そして本題のIVRを構築する方法ですが世の中にはTwillioなど便利なサービスがありますが有償で企業向けだったりするので個人では使いにくいです。無料で済ませるには自前のサーバーでオープンソースのIP-PBXであるAsteriskを動かすのが鉄板です。
Asteriskの導入
まず、サーバーにAsteriskを導入します。debianなら# apt-get install asteriskで一発でインスコできると思います。
次にSIPの設定です。/etc/asterisk/sip.confを編集します。INFファイルの要領で設定を書き換えます。
まず、忘れずに行いたいのは外部から勝手に発信されないようゲスト発信を許可しないことです。[general]セクションにallowguest=noを追加しましょう。
次にSIPアカウントの設定をします。SIPアカウントのログイン情報を用意して[general]セクションに以下を追記します。
register => ユーザー:パスワード@ドメイン
次にsip.confの末尾にもアカウント情報を記載します。
[適当なセクション名]
type=friend
username=ユーザー
fromuser=ユーザー
secret=パスワード
host=ドメイン
fromdomain=ドメイン
context=default
insecure=port,invite
canreinvite=no
disallow=all
allow=ulaw
allow=alaw
dtmfmode=inband
nat=yes
こんな感じで記載します。これでSIPアカウントの設定ができました。
次はいよいよ着信後の動作の設定をします。ここでIVRを組み立てます。/etc/asterisk/extensions.confを編集します。
IVR用のセクションの名前を仮にmy-ivrとでもしておきましょう。
まず、[default]セクションに着信したらmy-ivrセクションに飛ぶように以下の記述をします。
exten => SIPのユーザー,1,Goto(my-ivr,s,1)
これは(SIPのユーザー)への着信は1番目にmy-ivrセクションのsコンテキストの1番目に飛ぶという意味です。
my-ivrセクションを書いていきます。
IVRの流れは例として以下の流れで構築するとします。
- 音声ファイルの場所は/home/asteriskとする
- 着信したら5秒間呼び出し音を鳴らした後応答する
- 最初に音声ファイルhelloを流す
- 次に音声ファイルmenuを流すと同時に数字入力を受け付ける
- 1の場合、message1-1、message1-2を流して終了
- 2の場合、message2-1、message2-2を流して最初の選択に戻る
- 3の場合、message3を流して1の場合に続ける
- 無操作は1の場合に続ける
- 誤った番号は音声ファイルinvalidを流して選択に戻る
上記のIVRの流れの設定をコメント付きで載せてみますのでこれを参考にいじれば自分だけの独自のIVRが構築できると思います。基本的に「exten => コンテキスト,順番,コマンド」を並べて記述します。コンテキストは最初はs、番号別の場合はその番号です。順番は同一コンテキスト内でのコマンドの実行順です。1からスタートして2,3,4…と続いていきますが番号を決め打ちすると後から編集する時に番号の振り直しが発生して大変なので2番目以降はnと書くことで前のコマンドの次と扱われます。
[my-ivr]
;exten => コンテキスト,順番,コマンド
;コンテキストsからスタートします
exten => s,1,Set(dir=/home/asterisk/) ;変数定義(音声ファイルのディレクトリ)
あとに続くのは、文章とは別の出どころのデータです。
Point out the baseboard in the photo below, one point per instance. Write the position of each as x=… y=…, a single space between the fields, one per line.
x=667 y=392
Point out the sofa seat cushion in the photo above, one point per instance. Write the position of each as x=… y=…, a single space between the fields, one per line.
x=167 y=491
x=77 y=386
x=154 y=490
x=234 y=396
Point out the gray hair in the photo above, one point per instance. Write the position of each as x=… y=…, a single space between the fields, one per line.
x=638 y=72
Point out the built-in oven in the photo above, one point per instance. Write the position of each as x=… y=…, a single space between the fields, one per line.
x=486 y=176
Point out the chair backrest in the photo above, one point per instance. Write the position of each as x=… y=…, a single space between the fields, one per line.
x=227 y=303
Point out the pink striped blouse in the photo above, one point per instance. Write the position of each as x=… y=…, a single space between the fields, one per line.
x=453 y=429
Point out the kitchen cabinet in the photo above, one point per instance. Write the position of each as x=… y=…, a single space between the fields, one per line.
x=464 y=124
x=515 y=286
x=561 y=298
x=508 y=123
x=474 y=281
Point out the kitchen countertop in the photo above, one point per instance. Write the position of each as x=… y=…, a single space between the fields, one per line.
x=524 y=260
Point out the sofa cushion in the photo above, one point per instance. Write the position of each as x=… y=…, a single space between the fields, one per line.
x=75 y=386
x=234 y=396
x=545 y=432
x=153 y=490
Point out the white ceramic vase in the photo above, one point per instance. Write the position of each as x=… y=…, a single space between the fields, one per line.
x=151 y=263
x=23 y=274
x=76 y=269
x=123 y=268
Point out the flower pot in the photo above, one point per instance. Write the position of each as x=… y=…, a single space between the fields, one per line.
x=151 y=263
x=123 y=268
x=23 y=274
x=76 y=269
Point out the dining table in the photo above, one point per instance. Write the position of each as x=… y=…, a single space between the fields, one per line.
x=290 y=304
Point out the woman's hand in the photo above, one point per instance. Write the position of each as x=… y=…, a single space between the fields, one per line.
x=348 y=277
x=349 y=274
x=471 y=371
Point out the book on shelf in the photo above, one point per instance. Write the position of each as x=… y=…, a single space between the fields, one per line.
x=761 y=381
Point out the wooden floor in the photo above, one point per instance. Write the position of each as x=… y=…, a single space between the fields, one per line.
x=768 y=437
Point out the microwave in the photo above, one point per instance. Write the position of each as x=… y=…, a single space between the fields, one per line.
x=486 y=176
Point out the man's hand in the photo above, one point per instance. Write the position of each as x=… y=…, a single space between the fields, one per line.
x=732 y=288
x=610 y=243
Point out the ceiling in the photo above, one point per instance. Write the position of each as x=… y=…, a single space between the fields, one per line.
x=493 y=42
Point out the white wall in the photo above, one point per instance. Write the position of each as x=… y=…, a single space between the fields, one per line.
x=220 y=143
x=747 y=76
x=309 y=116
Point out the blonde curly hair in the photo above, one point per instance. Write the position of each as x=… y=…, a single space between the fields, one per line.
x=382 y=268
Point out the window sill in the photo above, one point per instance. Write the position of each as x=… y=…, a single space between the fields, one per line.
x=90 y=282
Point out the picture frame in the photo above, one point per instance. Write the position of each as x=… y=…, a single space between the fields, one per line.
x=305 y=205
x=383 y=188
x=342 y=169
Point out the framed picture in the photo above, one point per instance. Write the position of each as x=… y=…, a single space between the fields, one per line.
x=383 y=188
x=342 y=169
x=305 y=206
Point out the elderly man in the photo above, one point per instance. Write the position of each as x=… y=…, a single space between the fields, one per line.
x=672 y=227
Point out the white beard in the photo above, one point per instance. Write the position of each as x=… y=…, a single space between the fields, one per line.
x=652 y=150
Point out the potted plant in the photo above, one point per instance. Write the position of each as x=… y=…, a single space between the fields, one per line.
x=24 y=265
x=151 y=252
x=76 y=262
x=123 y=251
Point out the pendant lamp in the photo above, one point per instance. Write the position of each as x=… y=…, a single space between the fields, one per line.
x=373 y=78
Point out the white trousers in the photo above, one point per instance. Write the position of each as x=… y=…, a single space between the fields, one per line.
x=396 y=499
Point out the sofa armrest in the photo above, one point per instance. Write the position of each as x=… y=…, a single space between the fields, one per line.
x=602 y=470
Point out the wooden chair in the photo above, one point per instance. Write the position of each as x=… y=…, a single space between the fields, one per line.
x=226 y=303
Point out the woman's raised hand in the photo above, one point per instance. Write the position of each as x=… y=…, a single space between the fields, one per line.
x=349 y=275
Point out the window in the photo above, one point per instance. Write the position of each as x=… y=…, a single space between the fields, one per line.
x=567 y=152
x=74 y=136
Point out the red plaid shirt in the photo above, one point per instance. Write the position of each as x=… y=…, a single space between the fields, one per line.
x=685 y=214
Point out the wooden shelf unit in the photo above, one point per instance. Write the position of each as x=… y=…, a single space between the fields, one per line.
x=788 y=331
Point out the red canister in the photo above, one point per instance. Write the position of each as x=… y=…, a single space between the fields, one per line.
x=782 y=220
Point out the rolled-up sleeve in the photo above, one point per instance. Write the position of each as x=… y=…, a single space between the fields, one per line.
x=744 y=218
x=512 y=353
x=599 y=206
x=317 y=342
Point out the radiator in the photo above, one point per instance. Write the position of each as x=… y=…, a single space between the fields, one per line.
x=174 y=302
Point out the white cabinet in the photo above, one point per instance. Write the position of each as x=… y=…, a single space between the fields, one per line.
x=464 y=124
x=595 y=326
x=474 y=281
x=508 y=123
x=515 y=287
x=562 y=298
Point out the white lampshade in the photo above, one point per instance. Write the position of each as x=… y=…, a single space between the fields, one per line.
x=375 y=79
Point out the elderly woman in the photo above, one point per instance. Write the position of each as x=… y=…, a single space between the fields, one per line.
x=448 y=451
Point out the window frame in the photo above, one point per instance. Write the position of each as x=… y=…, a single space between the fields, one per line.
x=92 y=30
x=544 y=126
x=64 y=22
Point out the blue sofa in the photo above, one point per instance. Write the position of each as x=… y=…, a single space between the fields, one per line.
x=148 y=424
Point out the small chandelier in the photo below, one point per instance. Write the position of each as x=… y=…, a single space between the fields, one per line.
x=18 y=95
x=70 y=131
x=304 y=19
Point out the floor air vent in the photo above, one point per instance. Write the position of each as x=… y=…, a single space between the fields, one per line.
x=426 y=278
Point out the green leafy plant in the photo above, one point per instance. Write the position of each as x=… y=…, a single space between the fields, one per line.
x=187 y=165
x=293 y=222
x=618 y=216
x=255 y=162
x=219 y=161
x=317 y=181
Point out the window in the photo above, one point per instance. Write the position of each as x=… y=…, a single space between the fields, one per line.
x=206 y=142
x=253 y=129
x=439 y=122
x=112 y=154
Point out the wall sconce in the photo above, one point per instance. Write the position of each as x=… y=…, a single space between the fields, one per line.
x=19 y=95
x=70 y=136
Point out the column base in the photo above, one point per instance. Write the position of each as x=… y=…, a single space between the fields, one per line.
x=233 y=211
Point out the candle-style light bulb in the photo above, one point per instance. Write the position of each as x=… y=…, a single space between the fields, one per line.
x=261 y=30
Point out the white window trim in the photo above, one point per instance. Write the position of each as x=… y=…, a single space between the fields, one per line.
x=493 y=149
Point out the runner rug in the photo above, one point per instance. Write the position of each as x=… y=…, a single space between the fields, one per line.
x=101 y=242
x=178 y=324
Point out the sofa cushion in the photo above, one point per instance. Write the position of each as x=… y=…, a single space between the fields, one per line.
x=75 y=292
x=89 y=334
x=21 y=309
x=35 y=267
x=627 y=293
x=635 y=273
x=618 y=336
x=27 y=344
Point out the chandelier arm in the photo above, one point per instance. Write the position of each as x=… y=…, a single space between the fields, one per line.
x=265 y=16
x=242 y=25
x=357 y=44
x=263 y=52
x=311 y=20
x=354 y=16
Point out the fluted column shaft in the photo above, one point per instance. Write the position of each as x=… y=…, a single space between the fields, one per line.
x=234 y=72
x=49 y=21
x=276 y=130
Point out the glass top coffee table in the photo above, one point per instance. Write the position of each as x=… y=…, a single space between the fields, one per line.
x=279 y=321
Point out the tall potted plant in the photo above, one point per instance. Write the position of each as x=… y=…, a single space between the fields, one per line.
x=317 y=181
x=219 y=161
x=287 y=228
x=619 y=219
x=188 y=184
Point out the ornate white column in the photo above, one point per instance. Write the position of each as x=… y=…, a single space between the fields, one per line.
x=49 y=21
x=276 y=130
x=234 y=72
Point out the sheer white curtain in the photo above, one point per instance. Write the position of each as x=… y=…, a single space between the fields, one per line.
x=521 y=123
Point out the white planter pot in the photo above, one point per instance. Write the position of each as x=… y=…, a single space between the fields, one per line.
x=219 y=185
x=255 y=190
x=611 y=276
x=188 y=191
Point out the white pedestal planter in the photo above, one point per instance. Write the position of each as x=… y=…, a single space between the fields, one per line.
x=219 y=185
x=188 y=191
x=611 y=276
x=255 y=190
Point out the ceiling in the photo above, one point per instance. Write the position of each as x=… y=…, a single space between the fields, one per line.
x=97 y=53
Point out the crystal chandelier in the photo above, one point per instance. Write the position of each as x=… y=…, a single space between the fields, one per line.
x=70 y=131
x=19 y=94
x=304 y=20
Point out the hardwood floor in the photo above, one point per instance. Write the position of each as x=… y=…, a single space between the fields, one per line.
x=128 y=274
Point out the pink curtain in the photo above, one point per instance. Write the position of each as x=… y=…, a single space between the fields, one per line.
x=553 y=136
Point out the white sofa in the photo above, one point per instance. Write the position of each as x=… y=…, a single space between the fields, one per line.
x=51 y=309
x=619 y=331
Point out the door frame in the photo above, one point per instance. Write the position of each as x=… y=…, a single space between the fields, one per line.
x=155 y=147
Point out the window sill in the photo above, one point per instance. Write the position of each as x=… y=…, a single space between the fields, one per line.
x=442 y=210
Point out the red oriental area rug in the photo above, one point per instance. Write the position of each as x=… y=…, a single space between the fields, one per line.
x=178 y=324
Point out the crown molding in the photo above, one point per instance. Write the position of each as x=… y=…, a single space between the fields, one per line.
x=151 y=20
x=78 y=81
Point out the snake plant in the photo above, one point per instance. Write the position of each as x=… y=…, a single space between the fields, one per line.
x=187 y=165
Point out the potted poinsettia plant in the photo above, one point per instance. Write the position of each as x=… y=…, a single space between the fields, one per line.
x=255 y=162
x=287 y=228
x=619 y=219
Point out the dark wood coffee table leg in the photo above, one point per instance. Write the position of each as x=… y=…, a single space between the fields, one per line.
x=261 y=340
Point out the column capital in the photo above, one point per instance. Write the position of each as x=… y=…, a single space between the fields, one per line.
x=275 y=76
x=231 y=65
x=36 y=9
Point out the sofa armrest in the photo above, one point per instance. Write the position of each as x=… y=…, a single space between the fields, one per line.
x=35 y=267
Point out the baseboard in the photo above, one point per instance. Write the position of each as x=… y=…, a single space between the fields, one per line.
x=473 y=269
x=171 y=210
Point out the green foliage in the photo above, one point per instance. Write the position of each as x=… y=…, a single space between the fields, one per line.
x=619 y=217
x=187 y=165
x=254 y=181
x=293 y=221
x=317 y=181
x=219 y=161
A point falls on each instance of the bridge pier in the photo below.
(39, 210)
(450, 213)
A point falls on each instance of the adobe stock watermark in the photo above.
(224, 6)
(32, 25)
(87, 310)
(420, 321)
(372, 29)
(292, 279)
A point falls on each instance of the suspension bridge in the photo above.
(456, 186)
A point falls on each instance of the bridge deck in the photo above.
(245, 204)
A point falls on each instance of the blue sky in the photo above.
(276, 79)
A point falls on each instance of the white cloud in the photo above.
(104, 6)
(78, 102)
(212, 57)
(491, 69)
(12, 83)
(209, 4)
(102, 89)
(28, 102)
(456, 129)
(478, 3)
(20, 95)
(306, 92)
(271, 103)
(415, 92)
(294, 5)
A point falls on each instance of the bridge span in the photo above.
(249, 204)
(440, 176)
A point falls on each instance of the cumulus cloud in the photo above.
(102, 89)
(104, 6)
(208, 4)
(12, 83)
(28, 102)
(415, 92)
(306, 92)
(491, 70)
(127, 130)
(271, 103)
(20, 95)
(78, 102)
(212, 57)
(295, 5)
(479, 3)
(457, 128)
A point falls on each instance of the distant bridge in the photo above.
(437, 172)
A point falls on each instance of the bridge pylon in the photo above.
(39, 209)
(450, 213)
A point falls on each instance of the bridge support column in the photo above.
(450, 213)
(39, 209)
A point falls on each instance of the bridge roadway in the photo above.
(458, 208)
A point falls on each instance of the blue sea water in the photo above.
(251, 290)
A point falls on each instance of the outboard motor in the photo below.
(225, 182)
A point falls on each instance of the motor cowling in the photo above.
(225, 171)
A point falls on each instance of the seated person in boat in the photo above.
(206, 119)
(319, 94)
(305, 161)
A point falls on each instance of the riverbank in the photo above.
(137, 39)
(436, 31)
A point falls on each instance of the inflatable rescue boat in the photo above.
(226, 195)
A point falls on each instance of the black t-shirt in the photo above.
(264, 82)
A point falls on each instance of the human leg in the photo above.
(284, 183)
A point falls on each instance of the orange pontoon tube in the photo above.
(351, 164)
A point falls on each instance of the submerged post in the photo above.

exten => s,n,Ringing() ;呼び出し中であることを明示する
exten => s,n,Wait(3) ;3秒待つ
exten => s,n,Answer() ;応答する
exten => s,n,Playback(${dir}hello) ;音声ファイル/home/asterisk/helloを再生
exten => s,n(menu),Background(${dir}menu) ;音声ファイルmenuを再生しつつ番号入力を受け付ける 後でここに飛べるようにn(名前)という感じで順番に名前をつけることができます。
exten => s,n,WaitExten(10) ;番号が入力されるまで待つ
exten => s,n,Goto(1,1) ;番号が入力され無かった場合コンテキスト1の1番に飛ぶ
;誤った番号(その番号のコンテキストが定義されてない)が入力されるとコンテキストiに飛びます。
exten => i,1,Playback(${dir}invalid) ;音声ファイルinvalidを再生
exten => i,2,Goto(s,menu) ;コンテキストsの順番n(menu)に飛ぶ
;番号選択で1が押されたらコンテキスト1に飛びます
exten => 1,1,Playback(${dir}message1-1)
exten => 1,n,Playback(${dir}message1-2)
;番号選択で2が押されたらコンテキスト2に飛びます
exten => 2,1,Playback(${dir}message2-1&${dir}message2-2) ; &で挟んで複数のファイルを指定できます
exten => 2,n,Goto(s,menu)
;番号選択で3がry)
exten => 3,1,Playback(${dir}message3)
exten => 3,n,Goto(1,1) ;コンテキスト1の順番1に飛ぶ
上記で音声ファイルを指定しましたが、音声ファイルはmp3とかはそのまま使えずgsmやulawでエンコードしたものを用意する必要があります。基本gsm形式で用意して、余裕があったらulawでも用意しておくのが良いと思います。(gsm形式だけでも十分です。)
音声ファイルの変換はsoxコマンドが使えます。
gsm形式に変換(拡張子は.gsm)
$ sox sound.mp3 -r 8000 -c 1 sound.gsm
ulawに変換(拡張子は.ulaw)
$ sox sound.mp3 -r 8000 -c 1 -e u-law -t wav sound.ulaw
extensions.confで音声ファイルを指定するときは拡張子を除いたファイル名を指定します。(sound.gsmファイルを再生したいときはPlayback(sound)って感じ)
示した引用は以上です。